I have a text file where every line is a random combination of any of the following groups
Numbers - English Letters - Arabic Letters - Punctuation
\w which is composed of a-zA-Z0-9_ for the first 2 groups
\p{InArabic} for the third group
\p{Punct} which is composed of !"#$%&'()*+,-./:;<=>?@[]^_`{|}~ for the fifth group
I got this info from here
i read a line. The ONLY time I do something to this line is if the line contains Arabic letters AND (English letters OR Unicode Symbols)
After reading this post and this post I came up with the following expression. Obviously it's wrong as my output is all wrong >.<
pattern = Pattern.compile("(?=\\p{InArabic})(?=[a-zA-Z])");
Here's the input
1
1a
a!
aش
شa
ششa
aشش
شaش
aشa
!aش
The first three shouldn't be matched but my output shows that NONE are a match.

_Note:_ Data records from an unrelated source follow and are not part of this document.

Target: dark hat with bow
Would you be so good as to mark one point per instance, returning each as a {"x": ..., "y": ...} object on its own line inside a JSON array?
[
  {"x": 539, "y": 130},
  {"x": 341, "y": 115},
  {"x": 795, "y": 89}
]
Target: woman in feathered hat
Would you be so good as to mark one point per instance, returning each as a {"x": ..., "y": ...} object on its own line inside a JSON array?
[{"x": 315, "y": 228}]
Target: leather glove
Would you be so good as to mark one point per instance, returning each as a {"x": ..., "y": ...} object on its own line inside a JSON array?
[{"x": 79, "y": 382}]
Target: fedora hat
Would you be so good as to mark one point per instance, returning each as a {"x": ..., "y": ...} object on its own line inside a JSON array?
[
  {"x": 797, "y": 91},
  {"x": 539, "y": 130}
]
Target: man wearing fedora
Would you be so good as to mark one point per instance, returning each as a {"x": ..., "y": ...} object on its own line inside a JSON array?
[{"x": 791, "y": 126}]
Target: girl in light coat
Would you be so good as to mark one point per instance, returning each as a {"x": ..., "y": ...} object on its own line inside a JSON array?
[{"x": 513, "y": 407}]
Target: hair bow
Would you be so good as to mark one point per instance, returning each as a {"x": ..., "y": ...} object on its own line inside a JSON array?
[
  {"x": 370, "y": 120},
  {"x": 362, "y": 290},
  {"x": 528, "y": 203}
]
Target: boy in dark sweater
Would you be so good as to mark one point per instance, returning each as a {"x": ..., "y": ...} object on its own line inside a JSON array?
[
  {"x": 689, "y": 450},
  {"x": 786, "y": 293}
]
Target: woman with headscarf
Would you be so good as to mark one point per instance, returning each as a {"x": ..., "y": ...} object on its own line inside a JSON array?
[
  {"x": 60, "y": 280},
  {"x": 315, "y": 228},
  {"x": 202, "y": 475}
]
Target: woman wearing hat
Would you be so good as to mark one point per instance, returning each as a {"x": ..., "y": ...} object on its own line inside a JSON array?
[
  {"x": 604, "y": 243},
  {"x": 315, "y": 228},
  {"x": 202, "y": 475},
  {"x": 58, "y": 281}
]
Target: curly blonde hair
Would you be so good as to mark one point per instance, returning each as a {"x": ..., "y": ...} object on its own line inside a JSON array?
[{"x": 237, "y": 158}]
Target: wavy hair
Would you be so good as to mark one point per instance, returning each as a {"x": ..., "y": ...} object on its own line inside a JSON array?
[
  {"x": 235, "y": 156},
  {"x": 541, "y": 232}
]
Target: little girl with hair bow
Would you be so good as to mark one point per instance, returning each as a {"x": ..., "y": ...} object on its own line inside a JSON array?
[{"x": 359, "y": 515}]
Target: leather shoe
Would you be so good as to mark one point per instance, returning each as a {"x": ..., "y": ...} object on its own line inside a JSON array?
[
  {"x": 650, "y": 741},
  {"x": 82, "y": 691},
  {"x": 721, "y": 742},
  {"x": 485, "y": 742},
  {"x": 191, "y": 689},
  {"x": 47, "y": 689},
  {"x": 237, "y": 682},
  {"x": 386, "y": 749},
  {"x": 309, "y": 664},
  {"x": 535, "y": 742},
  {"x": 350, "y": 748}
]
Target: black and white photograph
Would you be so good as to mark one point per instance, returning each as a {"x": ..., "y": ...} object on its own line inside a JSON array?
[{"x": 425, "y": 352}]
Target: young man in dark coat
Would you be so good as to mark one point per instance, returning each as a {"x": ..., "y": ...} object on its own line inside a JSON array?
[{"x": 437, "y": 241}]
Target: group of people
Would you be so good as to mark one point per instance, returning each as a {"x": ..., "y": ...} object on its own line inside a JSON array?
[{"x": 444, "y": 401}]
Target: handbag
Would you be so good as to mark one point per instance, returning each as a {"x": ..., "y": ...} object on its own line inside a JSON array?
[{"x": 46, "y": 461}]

Edit: sorry I just realized that I forgot to change my title. But if any of you feel that searching is better performance wise then please suggest a search algorithm. Using search algo instead of regex looks ugly but I'd go with it if it performed better. Thanks to the posts I read, I learned that I can make regex faster if I put this in the constructor so that it'd be executed once only instead of including them in my loop thereby being executed everytime
pattern = Pattern.compile("(?=\\p{InArabic})(?=[a-zA-Z])");
matcher = pattern.matcher("");